For all his efforts, however, Griffin concedes that special-order wine still poses a problem for the county. “Wine is where there is that friction” between the DLC and the restaurants and retailers, he says. He would know. Griffin and Gus Montes de Oca, the DLC’s chief of operations, are the guys who bear the brunt of the complaints, whether from Jeff Black or Cecile Giannangeli or any of the hundreds of liquor license holders in the county.
The men have worked hard, they say, to address many of the service and distribution issues raised by license holders, but they admit that the price structure of special-order wines remains a problem with no clear answer. Griffin and Montes de Oca looked into a sliding scale for more expensive wines but determined that reducing the markup on ultra-pricy bottles would “affect such a small percentage of our business, and it wouldn’t solve the problem [of the fourth tier],” Griffin says.
The DLC’s current solution is to ask distributors and wine producers to follow the county’s lead and cut their markups. The pitch would seem to be a hard sell for distributors who apparently work harder in the county to keep their clients happy, but Griffin believes he can make the argument.
“They make one delivery here, and they’ve handled 100 accounts,” he says. “Why should they charge the same price per case here as they do somewhere else where they got to make 100 different deliveries?….There are some cost savings to them that they should be passing along to the licensee. Some of them do; some of them don’t.”

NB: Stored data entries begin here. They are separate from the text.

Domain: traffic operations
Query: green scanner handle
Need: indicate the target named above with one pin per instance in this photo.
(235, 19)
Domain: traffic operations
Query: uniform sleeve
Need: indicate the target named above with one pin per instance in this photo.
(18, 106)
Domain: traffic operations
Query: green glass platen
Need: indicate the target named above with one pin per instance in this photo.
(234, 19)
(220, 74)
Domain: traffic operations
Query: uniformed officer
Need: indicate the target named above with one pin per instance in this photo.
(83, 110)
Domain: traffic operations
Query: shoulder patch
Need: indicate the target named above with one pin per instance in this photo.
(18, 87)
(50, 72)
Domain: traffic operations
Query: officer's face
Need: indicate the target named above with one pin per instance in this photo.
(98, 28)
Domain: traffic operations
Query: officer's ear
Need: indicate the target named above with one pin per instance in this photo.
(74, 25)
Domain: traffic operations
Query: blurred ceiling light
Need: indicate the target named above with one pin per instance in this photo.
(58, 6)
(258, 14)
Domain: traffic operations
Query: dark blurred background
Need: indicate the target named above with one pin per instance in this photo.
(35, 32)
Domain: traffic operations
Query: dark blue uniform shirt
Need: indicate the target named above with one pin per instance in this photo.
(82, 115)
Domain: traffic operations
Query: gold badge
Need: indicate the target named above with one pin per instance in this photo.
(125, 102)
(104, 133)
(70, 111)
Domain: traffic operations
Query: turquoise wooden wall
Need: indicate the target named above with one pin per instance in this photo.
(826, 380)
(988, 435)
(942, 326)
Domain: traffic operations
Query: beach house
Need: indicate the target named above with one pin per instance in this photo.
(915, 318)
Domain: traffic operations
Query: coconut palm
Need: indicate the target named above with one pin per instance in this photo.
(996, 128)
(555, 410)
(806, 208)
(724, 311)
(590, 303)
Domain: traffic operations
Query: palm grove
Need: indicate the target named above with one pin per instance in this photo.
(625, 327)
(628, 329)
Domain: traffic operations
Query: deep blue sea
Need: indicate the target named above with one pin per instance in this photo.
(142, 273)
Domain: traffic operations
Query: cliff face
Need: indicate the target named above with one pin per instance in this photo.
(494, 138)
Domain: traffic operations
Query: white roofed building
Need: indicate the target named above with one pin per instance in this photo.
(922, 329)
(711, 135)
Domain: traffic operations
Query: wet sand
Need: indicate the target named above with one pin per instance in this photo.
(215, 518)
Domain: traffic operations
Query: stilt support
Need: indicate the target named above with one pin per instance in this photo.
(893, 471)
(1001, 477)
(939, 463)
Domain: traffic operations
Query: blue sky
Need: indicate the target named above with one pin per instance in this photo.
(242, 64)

The ones that tend to lower or eliminate their markups are larger distributors, which deal in volume. The ones that don’t tend to be the smaller, specialty distributors, which still sell hundreds of special-order brands in the county. “Some of the big, big, big companies will [lower their markups] so that [prices are] uniform across the board, but we’re not that big to do that,” says one sales rep who handles only limited-production French wines. “Our margins are very low as it is.”
To try to win this tug of war over margins, the county has started to press its licensees to talk to the local distributors about lowering their markups. At the same time, Griffin says, “If we can do something else with [our] markup, especially with high-end special orders, we may do that.”
Of course, Giannangeli thinks she has the solution to the entire problem: get the county out of the special-order wine business. To her, the county’s taking on too much already. No private distributor handles all the volume and brands that the county does; they specialize more. She thinks the county should stick to what it does best: distributing beer, liquor, and stock wines. Leave the fine wine to local distributors.
Both Griffin and Montes de Oca say such an overhaul is beyond their authority. It would require a change in state law. It might even require turning a blind eye to the precious marketplace that local businesses hold dear.
“It’s like a chicken-and-egg kind of thing,” says Griffin. “We determine what’s special order and what’s stock based on volume and what’s going on. If there’s enough call for it, we’ll make something stock. If some stock is not selling, we’ll put it on special order. There’s nothing that says this is special order and this is stock except the marketplace, and those things change.”